Священник на похоронах стоял и говорил про нее всякие слова, а сам даже не был с ней знаком. Мне хотелось его убить. Я начала орать, чтобы заткнулся и отошел прочь от моей мамы, и меня вывели из церкви.
На кладбище я не пошла. Не могла смотреть, как ее закапывают в землю.
Неделю спустя я пошла на ее могилу. Там даже могильного камня не было, просто холмик, и я не уехала из Виргинии, пока ей не поставили камень. Я так и не купила ей шубу из серебристой лисы и сумочку из крокодиловой кожи. А могла бы, если бы постаралась, могла, да не постаралась. У меня остались только ее кольцо для вечеринок и фотография, которую она мне подарила, когда мне было одиннадцать.
Вот ее последнее письмо:
Я уже неделю дома, и сегодня первый день, когда мне захотелось выйти.
Майкл и его мама пришли меня навестить. Он классно выглядит и здорово вырос. Сказал, что сочувствует мне. Он собирается стать священником. Мы посмеялись по поводу той истории с Тауни Кисточкой, и я сказала, что дождусь, когда он станет епископом или кем там он собирается стать, и приду его шантажировать. Он не пойдет вместе со мной в среднюю школу Магнолия-Спрингз, а поедет учиться в семинарии «Спринг-Хилл» в Мобиле, штат Алабама. Мне его будет не хватать.
Конечно, у меня всегда остается Кей Боб Бенсон, и я вся в предвкушении.

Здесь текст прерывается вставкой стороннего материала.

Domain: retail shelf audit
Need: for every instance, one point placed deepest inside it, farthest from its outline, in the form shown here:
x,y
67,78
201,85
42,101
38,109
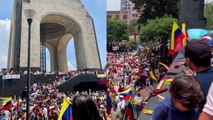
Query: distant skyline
x,y
96,9
114,5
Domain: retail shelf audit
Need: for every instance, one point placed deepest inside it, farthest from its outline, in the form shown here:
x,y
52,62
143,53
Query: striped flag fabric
x,y
129,109
186,36
102,79
127,93
7,104
166,66
66,110
177,38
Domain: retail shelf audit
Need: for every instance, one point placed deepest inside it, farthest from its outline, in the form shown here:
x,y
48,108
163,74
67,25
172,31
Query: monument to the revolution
x,y
54,24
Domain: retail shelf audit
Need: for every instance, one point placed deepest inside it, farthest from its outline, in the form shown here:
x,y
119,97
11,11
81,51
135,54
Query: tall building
x,y
126,13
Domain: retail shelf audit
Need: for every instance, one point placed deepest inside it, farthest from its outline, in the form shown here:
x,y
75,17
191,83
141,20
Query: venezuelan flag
x,y
166,66
52,107
7,104
129,110
102,79
127,93
153,76
66,110
47,101
109,103
185,33
177,38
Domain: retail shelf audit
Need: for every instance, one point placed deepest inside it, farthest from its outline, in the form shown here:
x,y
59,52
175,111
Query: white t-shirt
x,y
208,108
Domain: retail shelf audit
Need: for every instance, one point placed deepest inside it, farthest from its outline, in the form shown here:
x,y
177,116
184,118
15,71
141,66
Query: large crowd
x,y
128,71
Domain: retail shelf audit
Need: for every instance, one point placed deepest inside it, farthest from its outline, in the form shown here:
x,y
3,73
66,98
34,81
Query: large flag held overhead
x,y
166,66
127,93
153,76
7,104
129,109
102,79
177,38
109,103
186,36
66,110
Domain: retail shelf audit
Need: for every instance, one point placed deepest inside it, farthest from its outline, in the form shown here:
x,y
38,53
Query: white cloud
x,y
71,66
4,41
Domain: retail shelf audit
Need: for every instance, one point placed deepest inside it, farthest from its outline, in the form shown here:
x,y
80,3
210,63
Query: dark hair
x,y
199,53
187,90
84,108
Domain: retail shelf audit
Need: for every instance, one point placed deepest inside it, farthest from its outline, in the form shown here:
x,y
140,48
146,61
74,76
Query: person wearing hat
x,y
121,104
198,56
115,113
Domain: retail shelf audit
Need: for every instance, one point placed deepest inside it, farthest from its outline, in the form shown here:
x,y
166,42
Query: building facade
x,y
126,13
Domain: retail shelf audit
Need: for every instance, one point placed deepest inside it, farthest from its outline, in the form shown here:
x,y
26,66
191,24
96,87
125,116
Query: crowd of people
x,y
128,72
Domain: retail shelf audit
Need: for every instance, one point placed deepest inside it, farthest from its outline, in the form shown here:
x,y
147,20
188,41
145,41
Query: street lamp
x,y
29,15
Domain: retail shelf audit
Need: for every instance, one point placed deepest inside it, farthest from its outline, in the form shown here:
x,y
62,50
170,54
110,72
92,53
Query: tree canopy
x,y
208,13
150,9
116,30
157,29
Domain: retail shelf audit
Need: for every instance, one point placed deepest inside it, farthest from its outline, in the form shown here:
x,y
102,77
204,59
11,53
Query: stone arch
x,y
61,17
58,39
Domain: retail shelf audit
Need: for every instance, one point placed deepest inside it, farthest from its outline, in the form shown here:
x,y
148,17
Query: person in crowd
x,y
207,113
198,56
122,104
185,96
115,113
84,108
138,103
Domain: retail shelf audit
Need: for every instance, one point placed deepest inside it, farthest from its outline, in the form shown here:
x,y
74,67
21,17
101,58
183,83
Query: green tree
x,y
151,9
208,13
116,30
158,31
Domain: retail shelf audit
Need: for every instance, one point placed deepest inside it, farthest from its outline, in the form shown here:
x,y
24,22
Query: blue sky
x,y
113,5
96,8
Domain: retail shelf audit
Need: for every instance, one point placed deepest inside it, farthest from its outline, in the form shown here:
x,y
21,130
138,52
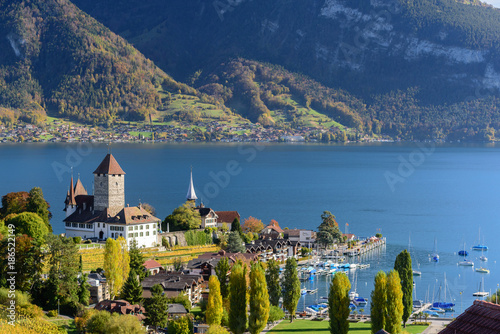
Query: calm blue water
x,y
443,192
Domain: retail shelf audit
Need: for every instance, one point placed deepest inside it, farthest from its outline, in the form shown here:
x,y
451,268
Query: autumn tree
x,y
238,298
403,266
273,282
395,306
252,224
291,287
338,304
378,304
182,218
214,305
259,299
221,270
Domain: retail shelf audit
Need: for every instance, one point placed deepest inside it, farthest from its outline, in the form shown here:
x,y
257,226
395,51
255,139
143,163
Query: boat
x,y
481,292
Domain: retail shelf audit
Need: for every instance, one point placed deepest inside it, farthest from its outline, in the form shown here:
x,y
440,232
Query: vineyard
x,y
94,258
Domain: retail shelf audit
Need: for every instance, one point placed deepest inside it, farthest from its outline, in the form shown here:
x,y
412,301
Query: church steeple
x,y
191,195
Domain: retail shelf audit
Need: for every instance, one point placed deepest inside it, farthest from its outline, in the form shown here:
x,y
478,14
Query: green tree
x,y
30,224
136,260
273,281
234,243
378,304
37,204
238,298
404,268
221,270
291,287
214,305
394,303
132,289
259,299
338,304
157,307
185,217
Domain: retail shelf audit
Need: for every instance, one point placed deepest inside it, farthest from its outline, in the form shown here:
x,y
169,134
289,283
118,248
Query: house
x,y
121,307
175,283
226,217
481,317
104,215
153,267
271,231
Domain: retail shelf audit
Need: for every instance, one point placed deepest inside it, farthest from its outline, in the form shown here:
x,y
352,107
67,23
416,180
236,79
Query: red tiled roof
x,y
150,264
109,166
480,318
227,216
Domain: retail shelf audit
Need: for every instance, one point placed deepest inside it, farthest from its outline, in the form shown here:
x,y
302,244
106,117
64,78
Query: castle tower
x,y
191,195
109,185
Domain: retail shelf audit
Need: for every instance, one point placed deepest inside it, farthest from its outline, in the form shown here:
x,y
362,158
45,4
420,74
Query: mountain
x,y
56,59
422,68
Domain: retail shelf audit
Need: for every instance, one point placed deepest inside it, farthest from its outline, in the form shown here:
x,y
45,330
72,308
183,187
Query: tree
x,y
338,304
185,217
394,303
116,264
403,266
252,224
221,270
378,304
132,289
259,299
30,224
157,307
273,282
214,304
136,260
238,298
234,243
37,204
236,226
291,287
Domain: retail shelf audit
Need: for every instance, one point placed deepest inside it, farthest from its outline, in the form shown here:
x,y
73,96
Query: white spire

Сегодня днем ходила к Пичи Уигам. Они с Улой Сур очень обрадовались, а уж как я была рада их видеть! Они сказали, я ничуть не изменилась, разве что повыше немного стала. Моя старая кошка Феликс растолстела, как свинюшка, и совершенно меня не узнала. Они спросили, хочу ли я ее забрать, но я сказала – нет, можете ее оставить. Если я ее заберу, это разобьет сердце им обеим. Феликс спит на стойке бара и разбалована донельзя.
Папа потерял землю, которой владел, и теперь ведет дела мотеля «Фламинго» вместо переехавшего назад в Тупело хозяина. У меня собственная комната в мотеле. Все бы ничего, но расположена она прямо рядом с баром, где вечерами шумновато.